Amazon sales stats grabber

Thursday 8 September 2005This is 19 years old. Be careful.

Let’s say your wife has just published a book. Let us further suppose that you are a statistics-obsessed geek (not that there’s anything wrong with that!) You’re probably going to want a Python script that uses the Amazon web services to check the book’s sale ranking. I just happen to have one:

# Amazon stats grabber
# Ned Batchelder, http://nedbatchelder.com, September 2005.

# A list of Amazon ASIN's to get stats for:
asins = [
    '1590302443',   # Making Peace with Autism
    '1932565167',   # Thorn in My Pocket
    '0385504209',   # DaVinci Code, why not aim high? :-)
    ]

# Put your own Amazon Web Services subscription id here:
subid = '1AY..............S82'

# The Amazon response groups you want to retrieve for the items.
respgroups = 'SalesRank,ItemAttributes,Reviews'

# How you want the results formatted.
format = "%(SalesRank)7s [ %(TotalReviews)4s %(AverageRating)3s ]  %(Title)s"

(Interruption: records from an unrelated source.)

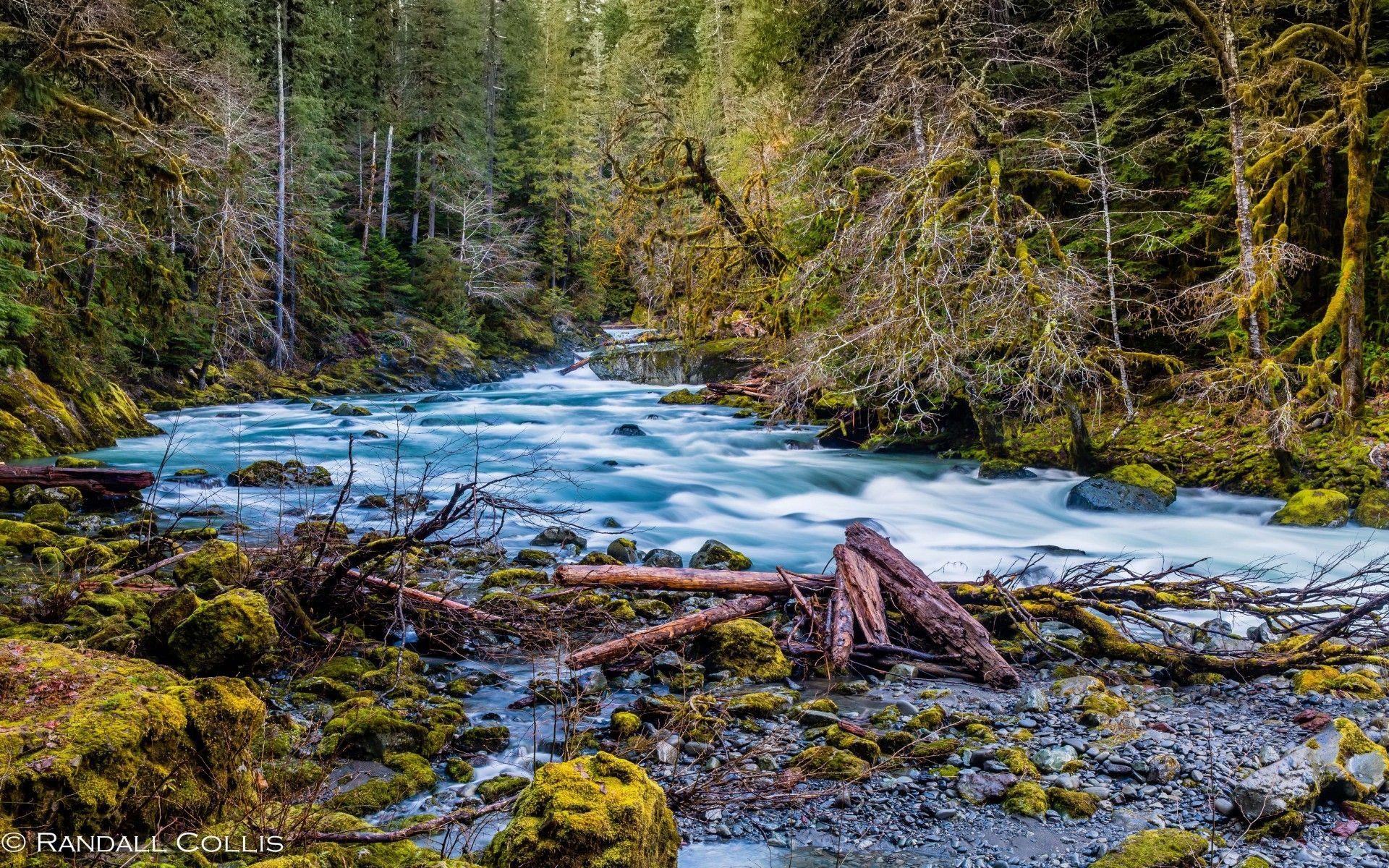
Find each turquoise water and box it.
[70,370,1389,579]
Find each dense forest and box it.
[0,0,1389,490]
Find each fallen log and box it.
[346,569,501,622]
[835,546,888,644]
[560,356,593,376]
[566,591,786,669]
[0,464,154,500]
[554,564,835,597]
[844,522,1019,687]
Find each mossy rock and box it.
[174,539,252,590]
[0,640,266,833]
[1003,780,1048,820]
[168,587,279,675]
[700,618,790,681]
[1090,829,1208,868]
[790,744,868,780]
[690,539,753,569]
[482,752,681,868]
[1268,489,1350,528]
[657,389,704,404]
[1356,489,1389,529]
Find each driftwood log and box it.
[554,564,835,597]
[566,591,786,669]
[0,464,154,500]
[844,522,1019,687]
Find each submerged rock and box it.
[1268,489,1350,528]
[0,640,266,833]
[1231,718,1389,822]
[482,752,681,868]
[1066,464,1176,512]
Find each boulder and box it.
[168,587,279,675]
[1268,489,1350,528]
[1066,464,1176,512]
[700,618,790,681]
[482,752,681,868]
[0,640,266,835]
[690,539,753,569]
[1356,489,1389,529]
[1231,718,1389,822]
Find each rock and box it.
[657,389,704,404]
[980,459,1036,479]
[172,530,252,596]
[700,618,790,681]
[690,539,753,569]
[956,773,1018,804]
[607,536,637,564]
[1268,489,1350,528]
[168,587,279,675]
[790,744,868,780]
[642,548,685,568]
[328,401,371,415]
[530,527,589,551]
[1066,464,1176,512]
[482,752,681,868]
[1356,488,1389,529]
[1231,718,1389,822]
[1090,829,1210,868]
[0,640,266,835]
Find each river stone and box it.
[642,548,685,568]
[1231,718,1389,822]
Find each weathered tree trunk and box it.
[566,591,786,669]
[554,564,835,597]
[844,522,1018,687]
[835,546,889,644]
[0,464,153,497]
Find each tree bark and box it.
[566,591,786,669]
[554,564,835,597]
[835,546,889,644]
[844,522,1018,687]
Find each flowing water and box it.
[62,348,1389,868]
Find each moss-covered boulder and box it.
[168,587,279,675]
[700,618,790,681]
[690,539,753,569]
[1231,718,1389,822]
[1268,489,1350,528]
[1090,829,1210,868]
[1066,464,1176,512]
[174,539,252,590]
[1356,489,1389,529]
[482,752,681,868]
[0,640,266,833]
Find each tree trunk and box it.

# The rest of the file doesn't need to be customized.

import urllib
from xml.dom.ext.reader import PyExpat
from xml.dom.ext import PrettyPrint
from xml import xpath

urlfmt = 'http://webservices.amazon.com/onca/xml?' \
    'Service=AWSECommerceService&SubscriptionId=%(subid)s&' \
    'Operation=ItemLookup&ItemId=%(asin)s&' \
    'ResponseGroup=%(respgroups)s'

def load_stats(asins):
    """ Returns a dictionary of stats. """
    asin = ",".join(asins)
    slots = dict(globals())
    slots.update(locals())
    url = urlfmt % slots
    f = urllib.urlopen(url)
    content = f.read()
    f.close()
    alldata = PyExpat.Reader().fromString(content)
    # To get a look at the raw data, uncomment this:
    #PrettyPrint(alldata)
    return alldata

def get_stats(alldata, asin):
    itemdata = xpath.Evaluate('.//Item[ASIN/text()="%s"]' % asin, alldata)[0]
    stats = {}
    for tag in ['SalesRank', 'Title', 'AverageRating', 'TotalReviews']:
        elts = xpath.Evaluate(".//%s/text()" % tag, itemdata)
        val = '---'
        if elts:
            val = elts[0].data
            if ':' in val:
                val = val.split(':')[0]
            val = val.strip()
        stats[tag] = val
    return stats

alldata = load_stats(asins)

for asin in asins:
    stats = get_stats(alldata, asin)
    print format % stats

When run, it will write a simple report to standard out.

Comments

[gravatar]
Then all you have to do is integrate RRDTool (http://people.ee.ethz.ch/~oetiker/webtools/rrdtool/)
and you can have a live dashboard with eye candy.
[gravatar]
That was clever. Re: 'you seem to have come from a search engine. Your search words (amazon sales stats) are highlighted on this page...however I already had that covered by visiting via googlecache. Nice, though. Kudos.